Some scientists say Helicon's leading drug, aimed at activating a protein involved in the formation of long-term memories, might interfere with short-term memory, Tallman acknowledges.

Animal "memory models are pretty good, but it's hard to really get a total read on human memory without doing human trials," he says. Although Helicon has not yet begun testing its drug in people, Tallman says he suspects that any adverse effects on memory would be transient.

A mental 'jump-start'

Phase I trials, designed to assess the safety of experimental drugs, are conducted in healthy volunteers. So besides monitoring the volunteers for side effects, Sention, of Providence, and Memory Pharmaceuticals are administering tests to assess their drugs' effects on learning and memory.

Mark Bear, a Massachusetts Institute of Technology neuroscientist and Sention co-founder, emphasizes that the Phase I studies were too small to yield robust data about the drugs' effectiveness. Still, he says, "I would be willing to say that the results were very encouraging."

Though it would be unethical for Bear, 46, to test his company's drugs on himself, he does occasionally partake of a medication that might be the first safe and effective smart drug on the market.

Modafinil, sold as Provigil, was approved in 1999 for the treatment of daytime sleepiness in narcolepsy patients. It's not cheap. Web sites sell 30 100-milligram tablets for around $200.

In a small study of healthy men published last year, Barbara Sahakian of the University of Cambridge found that modafinil safely improved performance on tests of memory and attention.

Sahakian says she and her collaborators limited their study to men to eliminate the potentially confounding effect of women's menstrual cycles.
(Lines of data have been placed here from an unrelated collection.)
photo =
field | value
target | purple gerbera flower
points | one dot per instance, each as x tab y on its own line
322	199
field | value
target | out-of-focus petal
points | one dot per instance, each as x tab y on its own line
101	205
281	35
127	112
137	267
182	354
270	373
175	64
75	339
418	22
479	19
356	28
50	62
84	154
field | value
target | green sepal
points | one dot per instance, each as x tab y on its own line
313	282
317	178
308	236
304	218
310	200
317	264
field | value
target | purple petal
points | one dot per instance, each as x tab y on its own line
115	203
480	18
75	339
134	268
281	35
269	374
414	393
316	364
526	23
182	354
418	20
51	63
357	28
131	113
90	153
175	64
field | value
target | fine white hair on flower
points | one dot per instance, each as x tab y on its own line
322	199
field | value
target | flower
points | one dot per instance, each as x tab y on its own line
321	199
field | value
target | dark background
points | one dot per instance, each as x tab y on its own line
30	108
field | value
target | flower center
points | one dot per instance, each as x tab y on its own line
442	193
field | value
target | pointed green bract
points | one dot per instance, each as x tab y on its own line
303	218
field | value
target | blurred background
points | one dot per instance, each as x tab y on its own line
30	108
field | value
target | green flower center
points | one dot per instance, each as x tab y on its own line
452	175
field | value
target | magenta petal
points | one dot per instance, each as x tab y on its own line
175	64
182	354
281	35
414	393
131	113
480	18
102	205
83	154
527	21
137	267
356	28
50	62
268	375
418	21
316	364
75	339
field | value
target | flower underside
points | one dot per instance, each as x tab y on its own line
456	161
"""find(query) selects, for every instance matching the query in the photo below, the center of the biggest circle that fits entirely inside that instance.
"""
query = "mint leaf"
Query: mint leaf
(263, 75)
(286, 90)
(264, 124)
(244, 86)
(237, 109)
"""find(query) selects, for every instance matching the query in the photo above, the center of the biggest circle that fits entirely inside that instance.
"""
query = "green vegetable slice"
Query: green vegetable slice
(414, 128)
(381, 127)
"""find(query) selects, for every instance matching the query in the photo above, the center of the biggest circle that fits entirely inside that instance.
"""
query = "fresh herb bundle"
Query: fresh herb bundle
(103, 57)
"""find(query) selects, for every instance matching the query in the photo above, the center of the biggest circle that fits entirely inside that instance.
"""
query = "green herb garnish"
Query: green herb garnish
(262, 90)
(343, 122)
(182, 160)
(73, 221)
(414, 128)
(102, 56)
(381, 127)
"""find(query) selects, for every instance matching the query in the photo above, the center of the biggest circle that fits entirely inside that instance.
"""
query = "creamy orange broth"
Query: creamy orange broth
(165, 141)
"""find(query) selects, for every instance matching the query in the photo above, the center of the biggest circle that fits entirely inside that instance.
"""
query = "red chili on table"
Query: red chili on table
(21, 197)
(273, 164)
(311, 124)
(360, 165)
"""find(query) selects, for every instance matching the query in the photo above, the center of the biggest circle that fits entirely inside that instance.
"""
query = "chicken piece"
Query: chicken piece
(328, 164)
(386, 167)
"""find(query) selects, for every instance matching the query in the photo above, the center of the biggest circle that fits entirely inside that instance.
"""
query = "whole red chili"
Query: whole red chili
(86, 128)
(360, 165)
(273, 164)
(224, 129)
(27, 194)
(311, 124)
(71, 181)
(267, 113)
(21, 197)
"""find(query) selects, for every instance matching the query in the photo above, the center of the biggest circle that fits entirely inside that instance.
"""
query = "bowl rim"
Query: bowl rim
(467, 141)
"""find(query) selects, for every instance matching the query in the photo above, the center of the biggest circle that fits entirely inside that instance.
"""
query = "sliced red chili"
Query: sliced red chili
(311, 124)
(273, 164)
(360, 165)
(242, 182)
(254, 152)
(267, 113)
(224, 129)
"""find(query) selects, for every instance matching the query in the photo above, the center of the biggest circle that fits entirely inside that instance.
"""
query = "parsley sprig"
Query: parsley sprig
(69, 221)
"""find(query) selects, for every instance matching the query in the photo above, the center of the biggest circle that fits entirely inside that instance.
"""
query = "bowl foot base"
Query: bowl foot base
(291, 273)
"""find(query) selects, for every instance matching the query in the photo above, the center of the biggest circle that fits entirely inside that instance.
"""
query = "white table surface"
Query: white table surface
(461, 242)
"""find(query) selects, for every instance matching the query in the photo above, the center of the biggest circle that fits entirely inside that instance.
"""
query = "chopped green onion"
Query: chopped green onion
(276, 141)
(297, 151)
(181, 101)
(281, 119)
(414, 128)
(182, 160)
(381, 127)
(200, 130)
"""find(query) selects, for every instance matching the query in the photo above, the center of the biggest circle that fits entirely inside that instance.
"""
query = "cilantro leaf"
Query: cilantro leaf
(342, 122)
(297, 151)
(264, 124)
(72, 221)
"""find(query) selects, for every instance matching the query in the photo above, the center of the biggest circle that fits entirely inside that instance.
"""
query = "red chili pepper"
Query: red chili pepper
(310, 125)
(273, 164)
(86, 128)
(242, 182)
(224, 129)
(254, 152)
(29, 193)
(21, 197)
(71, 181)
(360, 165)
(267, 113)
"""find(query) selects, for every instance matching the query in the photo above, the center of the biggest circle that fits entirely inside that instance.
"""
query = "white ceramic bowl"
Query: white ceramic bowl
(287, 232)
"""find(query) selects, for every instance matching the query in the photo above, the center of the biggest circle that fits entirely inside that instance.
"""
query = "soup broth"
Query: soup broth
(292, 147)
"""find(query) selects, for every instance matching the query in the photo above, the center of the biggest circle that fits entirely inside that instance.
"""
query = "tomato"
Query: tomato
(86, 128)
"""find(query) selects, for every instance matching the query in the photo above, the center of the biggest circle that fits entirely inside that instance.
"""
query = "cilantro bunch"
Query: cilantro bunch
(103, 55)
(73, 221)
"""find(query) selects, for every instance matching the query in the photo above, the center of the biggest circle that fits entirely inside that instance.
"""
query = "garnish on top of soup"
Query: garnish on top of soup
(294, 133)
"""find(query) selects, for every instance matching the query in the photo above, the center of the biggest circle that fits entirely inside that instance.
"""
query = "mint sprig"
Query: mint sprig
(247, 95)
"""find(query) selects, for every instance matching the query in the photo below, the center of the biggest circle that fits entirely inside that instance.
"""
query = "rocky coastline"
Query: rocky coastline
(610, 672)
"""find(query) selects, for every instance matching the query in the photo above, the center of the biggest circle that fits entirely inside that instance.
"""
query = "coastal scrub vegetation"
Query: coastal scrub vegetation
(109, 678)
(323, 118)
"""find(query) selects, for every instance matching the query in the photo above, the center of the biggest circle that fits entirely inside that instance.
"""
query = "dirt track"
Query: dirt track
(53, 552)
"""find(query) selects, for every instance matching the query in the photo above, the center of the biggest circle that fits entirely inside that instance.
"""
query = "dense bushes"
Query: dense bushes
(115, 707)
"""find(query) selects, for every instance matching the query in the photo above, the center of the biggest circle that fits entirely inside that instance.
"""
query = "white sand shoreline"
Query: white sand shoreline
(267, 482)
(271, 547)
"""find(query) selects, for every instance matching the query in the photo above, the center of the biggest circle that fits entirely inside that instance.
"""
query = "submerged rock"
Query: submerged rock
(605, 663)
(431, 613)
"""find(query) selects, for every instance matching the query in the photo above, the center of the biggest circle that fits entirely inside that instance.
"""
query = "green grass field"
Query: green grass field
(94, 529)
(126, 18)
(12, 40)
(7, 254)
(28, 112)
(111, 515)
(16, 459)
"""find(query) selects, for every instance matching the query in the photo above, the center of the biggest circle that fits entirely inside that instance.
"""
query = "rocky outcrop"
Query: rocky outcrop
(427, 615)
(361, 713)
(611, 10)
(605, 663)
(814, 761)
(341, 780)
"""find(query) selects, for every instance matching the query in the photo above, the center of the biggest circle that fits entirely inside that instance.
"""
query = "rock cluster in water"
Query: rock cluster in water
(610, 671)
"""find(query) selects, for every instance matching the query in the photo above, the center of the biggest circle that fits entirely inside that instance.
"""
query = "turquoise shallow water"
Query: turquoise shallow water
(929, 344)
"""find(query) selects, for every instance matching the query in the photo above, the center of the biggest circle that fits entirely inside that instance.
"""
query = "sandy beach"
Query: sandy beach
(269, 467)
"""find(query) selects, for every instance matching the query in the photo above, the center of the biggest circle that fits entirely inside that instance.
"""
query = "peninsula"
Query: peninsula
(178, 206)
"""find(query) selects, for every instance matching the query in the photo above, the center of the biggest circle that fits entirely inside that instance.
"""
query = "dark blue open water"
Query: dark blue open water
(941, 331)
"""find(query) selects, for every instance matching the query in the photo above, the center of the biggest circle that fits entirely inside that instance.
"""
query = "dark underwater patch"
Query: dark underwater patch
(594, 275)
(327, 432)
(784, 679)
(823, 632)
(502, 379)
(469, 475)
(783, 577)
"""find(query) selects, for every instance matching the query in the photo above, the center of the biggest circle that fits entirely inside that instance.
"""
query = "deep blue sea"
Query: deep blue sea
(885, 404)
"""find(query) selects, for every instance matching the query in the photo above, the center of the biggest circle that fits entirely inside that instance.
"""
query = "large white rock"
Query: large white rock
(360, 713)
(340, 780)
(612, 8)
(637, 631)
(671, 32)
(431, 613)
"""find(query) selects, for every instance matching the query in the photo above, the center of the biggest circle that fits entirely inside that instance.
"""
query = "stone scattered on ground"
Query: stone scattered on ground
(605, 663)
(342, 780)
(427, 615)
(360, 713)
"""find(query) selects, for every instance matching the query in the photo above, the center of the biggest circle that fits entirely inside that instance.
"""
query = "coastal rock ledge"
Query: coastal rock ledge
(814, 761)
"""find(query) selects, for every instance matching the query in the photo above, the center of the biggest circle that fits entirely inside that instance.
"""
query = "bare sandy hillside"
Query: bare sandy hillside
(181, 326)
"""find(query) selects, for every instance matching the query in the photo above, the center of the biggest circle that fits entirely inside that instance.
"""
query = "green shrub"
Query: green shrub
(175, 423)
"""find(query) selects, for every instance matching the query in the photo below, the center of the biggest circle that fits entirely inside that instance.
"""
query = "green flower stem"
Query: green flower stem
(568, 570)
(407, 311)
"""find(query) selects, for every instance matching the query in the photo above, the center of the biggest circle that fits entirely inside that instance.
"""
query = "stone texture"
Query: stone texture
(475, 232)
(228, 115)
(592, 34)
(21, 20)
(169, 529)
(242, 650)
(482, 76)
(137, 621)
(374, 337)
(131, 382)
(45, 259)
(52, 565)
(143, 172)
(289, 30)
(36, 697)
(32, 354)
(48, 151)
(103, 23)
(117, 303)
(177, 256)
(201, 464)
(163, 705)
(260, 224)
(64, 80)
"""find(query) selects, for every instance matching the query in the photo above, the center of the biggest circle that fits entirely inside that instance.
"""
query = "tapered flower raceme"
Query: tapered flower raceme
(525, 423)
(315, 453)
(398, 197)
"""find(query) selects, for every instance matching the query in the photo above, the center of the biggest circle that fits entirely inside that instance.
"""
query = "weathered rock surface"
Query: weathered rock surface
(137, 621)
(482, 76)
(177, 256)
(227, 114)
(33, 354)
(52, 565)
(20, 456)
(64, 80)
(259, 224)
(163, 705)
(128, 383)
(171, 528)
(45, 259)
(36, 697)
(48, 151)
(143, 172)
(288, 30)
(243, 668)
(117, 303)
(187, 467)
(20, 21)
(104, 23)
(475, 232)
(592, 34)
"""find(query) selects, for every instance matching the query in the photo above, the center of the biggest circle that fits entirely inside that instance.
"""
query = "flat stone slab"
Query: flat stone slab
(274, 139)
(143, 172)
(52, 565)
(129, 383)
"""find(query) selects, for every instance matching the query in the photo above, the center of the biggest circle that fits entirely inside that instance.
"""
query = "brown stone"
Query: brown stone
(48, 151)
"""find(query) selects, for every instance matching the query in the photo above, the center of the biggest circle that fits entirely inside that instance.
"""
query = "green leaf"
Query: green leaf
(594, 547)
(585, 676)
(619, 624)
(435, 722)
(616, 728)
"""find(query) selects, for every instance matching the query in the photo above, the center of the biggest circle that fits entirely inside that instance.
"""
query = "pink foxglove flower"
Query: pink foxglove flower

But, she says, there's no reason to think that modafinil wouldn't work the same in women.

"It's probably the first smart drug that I've seen," says Sahakian, one of the co-authors of the Nature Reviews article on cognitive enhancers.

Bear says he takes modafinil "to jump-start myself across time zones," not to enhance his mental performance.

He first asked his doctor for a prescription before traveling to a scientific meeting in India. "I had to arrive and give a seminar in the same day. I said to my doctor, 'Look, I'm going halfway around the world. I simply would not be able to function' " without the drug.

Though Bear took modafinil to keep from nodding off in the middle of his presentation, he acknowledges that "anything that increases alertness will increase cognition."

And anyone who has downed a double espresso — or two or three — while studying for an exam or writing a report would probably drink to that.